Zaccheo vuole vedere, ma non si vuole implicare; vuole partecipare, ma da lontano. Magari si sarà portato anche un cannocchiale: vedrà Gesù da vicino? o lo vedrà a casa, seduto in poltrona, guardando la diretta televisiva, meglio di quelli che si accalcano e non vedranno nulla? Se fosse stata inventata la diretta televisiva, Zaccheo sarebbe stato in poltrona: voglio vederlo, ma non voglio che mi veda. È un po’ la nostra paura. Abbiamo paura che Gesù ci veda, abbiamo paura che qualcuno ci veda, ci noti; abbiamo paura che il Vescovo ci chiami. Allora, escogita questo mezzo, questo strumento: non ha grandi potenzialità tecniche e allora sale su un albero, un sicomoro, in modo tale che il fogliame possa anche nasconderlo e al tempo stesso dargli una visuale dall’alto. Sale, anche perché è basso, come me. Ci sono alcuni, come me, che sono bassi, e allora bisogna mettersi sulle punte dei piedi, bisogna cercare di farsi notare, altrimenti non ci vede nessuno, perché gli altri, quelli alti, ci ostruiscono la visuale (se a teatro capita davanti a me qualcuno di 2 metri, è finita; posso anche ripiegare e tornarmene a casa). Era basso: attenti che nel Vangelo, quando si raccontano queste cose, non è per pettegolezzo, ma perché hanno un significato. Siamo tutti bassi, anche quelli fra voi che sono alti un metro e 90: tutti bassi. Bassi, perché impossibilitati a vedere Dio; bassi, anche se hai studiato filosofia, anche se sei un educatore di AC. Siamo tutti bassi, perché Dio è troppo grande per i nostri occhi, per i nostri cannocchiali, per i nostri telescopi: è oltre, è più grande. Allora l’evangelista ricorre a questo artificio (magari sarà stato vero che Zaccheo era una mezza tacca) per dirci: guarda che tu, da solo, non riesci a vedere Gesù; sali su un albero.

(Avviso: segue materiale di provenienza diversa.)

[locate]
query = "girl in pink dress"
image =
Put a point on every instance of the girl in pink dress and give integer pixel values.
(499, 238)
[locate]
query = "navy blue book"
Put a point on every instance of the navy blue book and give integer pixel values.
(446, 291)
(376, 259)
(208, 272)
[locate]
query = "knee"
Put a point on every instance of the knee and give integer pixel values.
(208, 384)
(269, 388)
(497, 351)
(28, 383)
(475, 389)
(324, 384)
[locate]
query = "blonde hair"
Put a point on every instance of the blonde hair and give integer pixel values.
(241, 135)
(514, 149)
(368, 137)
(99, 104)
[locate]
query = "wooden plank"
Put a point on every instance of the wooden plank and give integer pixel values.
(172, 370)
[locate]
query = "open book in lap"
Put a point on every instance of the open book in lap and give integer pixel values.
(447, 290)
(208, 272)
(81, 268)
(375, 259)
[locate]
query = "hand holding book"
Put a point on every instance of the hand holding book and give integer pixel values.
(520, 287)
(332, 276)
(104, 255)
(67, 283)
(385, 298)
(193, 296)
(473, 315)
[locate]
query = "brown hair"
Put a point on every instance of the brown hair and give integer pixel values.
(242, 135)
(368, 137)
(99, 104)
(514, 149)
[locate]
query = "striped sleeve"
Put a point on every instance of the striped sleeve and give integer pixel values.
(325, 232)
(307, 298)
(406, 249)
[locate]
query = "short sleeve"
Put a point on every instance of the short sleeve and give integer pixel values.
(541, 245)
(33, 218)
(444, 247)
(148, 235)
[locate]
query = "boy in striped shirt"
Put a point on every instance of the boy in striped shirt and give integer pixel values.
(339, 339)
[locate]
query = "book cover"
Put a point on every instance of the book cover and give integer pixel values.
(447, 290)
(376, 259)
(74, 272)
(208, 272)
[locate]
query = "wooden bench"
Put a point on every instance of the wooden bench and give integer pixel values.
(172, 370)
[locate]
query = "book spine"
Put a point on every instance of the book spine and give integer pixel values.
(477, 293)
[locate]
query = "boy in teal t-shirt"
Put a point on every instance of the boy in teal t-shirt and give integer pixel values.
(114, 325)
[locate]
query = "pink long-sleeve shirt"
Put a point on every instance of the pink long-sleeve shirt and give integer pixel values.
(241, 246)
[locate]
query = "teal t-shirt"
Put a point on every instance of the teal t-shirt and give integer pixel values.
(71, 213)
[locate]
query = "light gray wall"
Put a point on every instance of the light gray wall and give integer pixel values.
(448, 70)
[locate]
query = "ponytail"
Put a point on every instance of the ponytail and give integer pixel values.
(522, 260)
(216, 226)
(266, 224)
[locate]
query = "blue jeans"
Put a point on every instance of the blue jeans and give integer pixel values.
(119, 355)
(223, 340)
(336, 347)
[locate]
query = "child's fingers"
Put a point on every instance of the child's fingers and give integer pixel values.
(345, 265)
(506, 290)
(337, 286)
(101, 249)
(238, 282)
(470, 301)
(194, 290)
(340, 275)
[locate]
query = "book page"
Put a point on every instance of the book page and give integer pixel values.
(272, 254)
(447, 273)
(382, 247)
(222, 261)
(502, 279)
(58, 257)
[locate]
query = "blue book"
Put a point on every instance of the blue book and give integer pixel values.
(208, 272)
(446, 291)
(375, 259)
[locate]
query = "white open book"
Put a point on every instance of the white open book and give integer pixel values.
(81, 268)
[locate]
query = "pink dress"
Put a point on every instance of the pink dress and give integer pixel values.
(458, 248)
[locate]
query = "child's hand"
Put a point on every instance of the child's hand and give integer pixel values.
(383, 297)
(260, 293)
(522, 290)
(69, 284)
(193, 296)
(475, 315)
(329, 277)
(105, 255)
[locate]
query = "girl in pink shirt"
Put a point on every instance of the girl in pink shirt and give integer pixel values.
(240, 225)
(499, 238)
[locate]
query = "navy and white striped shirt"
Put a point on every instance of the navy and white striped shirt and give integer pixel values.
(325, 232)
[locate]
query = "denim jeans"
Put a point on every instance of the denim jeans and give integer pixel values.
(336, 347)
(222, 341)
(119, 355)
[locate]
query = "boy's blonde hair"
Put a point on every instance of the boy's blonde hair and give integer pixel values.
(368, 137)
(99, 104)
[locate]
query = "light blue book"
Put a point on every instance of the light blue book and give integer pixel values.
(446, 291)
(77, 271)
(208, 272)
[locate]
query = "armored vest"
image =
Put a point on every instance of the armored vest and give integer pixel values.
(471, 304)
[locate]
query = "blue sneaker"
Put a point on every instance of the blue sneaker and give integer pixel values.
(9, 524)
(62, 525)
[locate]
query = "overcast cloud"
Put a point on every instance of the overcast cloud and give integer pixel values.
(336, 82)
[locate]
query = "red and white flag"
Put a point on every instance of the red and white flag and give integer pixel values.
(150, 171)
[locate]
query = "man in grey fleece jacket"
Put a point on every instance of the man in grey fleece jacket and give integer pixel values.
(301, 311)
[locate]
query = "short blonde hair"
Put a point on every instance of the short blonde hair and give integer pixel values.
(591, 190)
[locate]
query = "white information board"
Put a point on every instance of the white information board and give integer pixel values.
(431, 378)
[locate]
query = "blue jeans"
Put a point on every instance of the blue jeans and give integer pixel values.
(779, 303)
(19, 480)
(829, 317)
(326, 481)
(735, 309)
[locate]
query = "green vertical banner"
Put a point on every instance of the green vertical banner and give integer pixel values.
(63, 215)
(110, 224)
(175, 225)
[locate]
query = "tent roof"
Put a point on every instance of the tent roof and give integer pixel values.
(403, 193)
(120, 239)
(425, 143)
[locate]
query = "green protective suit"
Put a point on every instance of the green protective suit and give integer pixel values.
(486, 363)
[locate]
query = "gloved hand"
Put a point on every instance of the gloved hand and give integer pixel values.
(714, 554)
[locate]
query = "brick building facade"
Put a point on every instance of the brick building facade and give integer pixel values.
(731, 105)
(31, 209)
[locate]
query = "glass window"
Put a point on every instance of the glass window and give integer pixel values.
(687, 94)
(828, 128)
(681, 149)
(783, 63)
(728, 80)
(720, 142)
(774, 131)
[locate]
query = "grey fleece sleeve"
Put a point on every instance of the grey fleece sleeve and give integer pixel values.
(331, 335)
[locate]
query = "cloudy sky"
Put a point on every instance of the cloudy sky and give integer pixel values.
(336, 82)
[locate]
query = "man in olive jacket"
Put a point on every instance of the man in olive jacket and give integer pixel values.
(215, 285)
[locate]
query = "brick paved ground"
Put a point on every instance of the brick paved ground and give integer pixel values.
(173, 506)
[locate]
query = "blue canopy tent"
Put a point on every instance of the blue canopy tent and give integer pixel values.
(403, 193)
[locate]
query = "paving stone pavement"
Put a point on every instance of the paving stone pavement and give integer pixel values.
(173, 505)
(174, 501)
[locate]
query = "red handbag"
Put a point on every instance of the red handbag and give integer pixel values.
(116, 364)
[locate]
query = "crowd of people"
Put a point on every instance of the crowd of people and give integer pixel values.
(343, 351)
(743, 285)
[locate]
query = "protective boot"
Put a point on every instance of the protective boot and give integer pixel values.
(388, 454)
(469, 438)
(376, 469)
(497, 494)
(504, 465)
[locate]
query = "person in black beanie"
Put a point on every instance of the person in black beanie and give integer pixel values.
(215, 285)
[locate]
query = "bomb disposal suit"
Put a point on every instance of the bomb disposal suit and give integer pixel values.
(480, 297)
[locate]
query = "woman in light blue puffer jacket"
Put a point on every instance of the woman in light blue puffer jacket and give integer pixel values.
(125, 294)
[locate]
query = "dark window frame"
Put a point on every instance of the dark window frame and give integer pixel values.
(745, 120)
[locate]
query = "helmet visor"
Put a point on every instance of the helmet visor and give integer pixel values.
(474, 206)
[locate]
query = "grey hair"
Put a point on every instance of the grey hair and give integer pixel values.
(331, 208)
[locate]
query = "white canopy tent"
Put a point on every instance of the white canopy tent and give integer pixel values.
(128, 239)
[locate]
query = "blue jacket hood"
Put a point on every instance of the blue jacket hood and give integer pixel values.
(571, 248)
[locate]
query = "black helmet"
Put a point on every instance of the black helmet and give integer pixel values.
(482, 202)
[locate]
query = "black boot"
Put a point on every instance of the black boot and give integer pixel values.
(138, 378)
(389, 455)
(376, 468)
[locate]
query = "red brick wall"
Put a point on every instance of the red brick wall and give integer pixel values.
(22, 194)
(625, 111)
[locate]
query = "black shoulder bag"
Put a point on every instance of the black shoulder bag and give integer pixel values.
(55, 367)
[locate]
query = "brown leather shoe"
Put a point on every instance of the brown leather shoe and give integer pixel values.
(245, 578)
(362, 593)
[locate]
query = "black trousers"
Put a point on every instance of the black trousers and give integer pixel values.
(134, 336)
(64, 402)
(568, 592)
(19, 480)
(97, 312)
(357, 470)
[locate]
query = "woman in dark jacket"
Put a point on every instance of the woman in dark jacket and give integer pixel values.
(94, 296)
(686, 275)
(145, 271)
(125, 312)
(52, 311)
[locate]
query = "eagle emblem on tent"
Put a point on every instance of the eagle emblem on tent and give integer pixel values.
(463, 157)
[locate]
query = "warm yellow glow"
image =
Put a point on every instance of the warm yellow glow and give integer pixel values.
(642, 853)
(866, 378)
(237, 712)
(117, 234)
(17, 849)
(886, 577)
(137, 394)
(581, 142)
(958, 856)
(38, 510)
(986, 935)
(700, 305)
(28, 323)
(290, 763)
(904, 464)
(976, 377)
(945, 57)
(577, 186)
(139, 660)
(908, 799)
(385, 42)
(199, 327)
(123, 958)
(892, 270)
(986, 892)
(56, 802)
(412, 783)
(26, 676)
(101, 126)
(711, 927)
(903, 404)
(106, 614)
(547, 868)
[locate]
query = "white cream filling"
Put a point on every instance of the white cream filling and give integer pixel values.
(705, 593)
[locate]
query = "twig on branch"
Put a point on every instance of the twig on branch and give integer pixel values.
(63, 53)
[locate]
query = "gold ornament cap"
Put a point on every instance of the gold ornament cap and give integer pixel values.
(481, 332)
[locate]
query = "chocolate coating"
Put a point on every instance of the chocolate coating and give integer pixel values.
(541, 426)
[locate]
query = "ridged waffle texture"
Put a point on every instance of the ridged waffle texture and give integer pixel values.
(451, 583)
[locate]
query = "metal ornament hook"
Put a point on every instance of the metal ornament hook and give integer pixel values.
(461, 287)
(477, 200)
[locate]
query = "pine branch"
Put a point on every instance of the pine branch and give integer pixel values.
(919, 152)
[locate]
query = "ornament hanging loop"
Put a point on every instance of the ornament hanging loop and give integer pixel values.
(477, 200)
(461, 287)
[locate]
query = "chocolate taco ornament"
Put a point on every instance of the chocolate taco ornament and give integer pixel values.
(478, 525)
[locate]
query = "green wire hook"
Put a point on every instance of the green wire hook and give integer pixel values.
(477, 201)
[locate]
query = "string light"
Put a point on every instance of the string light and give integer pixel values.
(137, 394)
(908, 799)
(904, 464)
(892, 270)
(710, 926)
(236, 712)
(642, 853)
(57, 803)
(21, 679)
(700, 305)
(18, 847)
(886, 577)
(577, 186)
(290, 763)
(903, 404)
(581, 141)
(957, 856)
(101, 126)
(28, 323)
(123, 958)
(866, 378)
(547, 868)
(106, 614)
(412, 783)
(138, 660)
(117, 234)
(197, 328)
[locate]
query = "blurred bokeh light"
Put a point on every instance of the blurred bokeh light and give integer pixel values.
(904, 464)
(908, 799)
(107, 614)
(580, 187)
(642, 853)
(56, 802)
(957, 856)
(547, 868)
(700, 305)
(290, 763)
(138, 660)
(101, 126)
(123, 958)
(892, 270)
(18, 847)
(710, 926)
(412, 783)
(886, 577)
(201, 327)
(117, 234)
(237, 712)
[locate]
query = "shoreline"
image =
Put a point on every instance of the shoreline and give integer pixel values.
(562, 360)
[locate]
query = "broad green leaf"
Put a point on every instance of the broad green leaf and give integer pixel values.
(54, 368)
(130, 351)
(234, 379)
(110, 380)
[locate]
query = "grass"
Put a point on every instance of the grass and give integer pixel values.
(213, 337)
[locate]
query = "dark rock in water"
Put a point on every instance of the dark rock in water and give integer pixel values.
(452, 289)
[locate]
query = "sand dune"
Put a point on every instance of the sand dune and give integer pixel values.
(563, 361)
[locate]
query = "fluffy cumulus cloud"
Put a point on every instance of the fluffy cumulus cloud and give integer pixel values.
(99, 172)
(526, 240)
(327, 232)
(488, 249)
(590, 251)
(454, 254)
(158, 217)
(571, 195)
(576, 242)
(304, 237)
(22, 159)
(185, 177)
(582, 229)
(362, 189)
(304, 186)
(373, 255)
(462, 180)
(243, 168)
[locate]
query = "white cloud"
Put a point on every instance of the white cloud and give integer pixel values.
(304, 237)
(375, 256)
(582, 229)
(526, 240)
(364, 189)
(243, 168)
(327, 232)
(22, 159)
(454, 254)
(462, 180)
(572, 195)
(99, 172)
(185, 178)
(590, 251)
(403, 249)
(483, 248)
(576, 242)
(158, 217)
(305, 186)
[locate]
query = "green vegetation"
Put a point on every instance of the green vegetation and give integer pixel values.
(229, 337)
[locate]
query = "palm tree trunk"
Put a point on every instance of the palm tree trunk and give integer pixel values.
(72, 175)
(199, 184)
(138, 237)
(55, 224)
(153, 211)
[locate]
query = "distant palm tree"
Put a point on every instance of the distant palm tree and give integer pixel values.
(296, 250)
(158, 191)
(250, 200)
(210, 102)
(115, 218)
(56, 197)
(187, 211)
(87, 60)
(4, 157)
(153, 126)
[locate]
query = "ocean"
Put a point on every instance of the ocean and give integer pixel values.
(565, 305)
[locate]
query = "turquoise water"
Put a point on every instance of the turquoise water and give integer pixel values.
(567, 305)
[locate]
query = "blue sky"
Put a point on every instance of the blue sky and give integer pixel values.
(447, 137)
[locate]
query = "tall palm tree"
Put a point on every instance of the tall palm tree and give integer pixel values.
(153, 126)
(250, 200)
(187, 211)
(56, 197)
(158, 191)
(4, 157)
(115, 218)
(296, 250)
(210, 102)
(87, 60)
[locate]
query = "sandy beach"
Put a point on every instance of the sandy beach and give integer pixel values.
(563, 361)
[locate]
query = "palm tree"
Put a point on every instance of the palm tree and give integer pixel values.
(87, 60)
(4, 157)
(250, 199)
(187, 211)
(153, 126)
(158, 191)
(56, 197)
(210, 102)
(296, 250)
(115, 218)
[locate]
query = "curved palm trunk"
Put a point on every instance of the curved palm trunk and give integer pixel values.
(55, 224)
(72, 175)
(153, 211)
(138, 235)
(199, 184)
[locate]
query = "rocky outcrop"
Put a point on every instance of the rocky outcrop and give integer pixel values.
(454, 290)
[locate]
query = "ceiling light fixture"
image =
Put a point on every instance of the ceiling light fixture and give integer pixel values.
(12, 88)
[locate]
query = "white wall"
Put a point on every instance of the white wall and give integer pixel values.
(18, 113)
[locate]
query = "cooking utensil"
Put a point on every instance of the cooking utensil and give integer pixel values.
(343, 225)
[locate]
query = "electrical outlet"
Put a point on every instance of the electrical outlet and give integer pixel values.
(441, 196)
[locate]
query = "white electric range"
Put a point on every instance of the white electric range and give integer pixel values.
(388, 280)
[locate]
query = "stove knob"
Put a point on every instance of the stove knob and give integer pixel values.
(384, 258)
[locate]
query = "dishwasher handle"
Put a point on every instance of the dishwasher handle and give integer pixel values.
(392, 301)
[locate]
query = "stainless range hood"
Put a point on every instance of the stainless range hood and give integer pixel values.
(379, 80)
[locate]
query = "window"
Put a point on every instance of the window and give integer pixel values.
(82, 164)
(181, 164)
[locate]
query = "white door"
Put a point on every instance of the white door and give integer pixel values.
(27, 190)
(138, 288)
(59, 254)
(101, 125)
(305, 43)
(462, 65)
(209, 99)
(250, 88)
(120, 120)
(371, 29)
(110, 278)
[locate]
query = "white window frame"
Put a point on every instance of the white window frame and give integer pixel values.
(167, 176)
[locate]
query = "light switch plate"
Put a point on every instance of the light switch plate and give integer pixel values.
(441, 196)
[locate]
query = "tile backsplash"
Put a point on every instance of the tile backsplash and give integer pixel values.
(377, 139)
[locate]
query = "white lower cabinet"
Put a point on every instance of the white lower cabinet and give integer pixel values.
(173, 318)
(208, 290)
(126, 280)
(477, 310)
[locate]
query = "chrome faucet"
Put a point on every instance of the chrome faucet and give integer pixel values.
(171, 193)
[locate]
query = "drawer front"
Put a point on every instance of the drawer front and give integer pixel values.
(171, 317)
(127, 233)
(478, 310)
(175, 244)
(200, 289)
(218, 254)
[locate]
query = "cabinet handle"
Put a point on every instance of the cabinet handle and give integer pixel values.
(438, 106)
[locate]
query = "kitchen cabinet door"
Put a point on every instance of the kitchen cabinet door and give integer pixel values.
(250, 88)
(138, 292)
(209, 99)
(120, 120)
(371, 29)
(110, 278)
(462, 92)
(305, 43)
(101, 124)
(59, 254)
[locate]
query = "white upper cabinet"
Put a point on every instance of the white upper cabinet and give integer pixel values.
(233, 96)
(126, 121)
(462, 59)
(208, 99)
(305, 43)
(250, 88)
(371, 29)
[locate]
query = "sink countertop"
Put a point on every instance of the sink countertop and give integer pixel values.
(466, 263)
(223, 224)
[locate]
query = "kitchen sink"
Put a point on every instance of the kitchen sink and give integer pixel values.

Venire alla Preghiera-Giovani è salire su un albero. Voi adesso state seduti e invece state su un albero, non per vedere il Vescovo – c’è poco da vedere – ma per vedere Gesù: saliamo su un albero, escogitiamo un appuntamento, ci mettiamo da questa angolazione, da questa finestra, e quando passa, lo vedrò certamente. Conoscete certi appostamenti, perché qui c’è anche il linguaggio dell’amore, dove per vedere una ragazza, un ragazzo, ci mettiamo casualmente in un posto per farci vedere. Cominciano così le storie. “Mi trovo per caso a passare”, e magari sarò stato lì tre ore ad aspettare, camminando avanti e indietro, aspettando che lei scenda. Ai miei tempi, “fatti mandare dalla mamma a prendere il latte”; adesso ci sono ben altre occasioni. Quindi, bassi, ma che devono trovare un modo per alzarsi sulle punte; bassi, impossibilitati, ma che devono poter salire su un albero, devono poter avere la possibilità di partecipare alla Preghiera-Giovani, dove Gesù passa.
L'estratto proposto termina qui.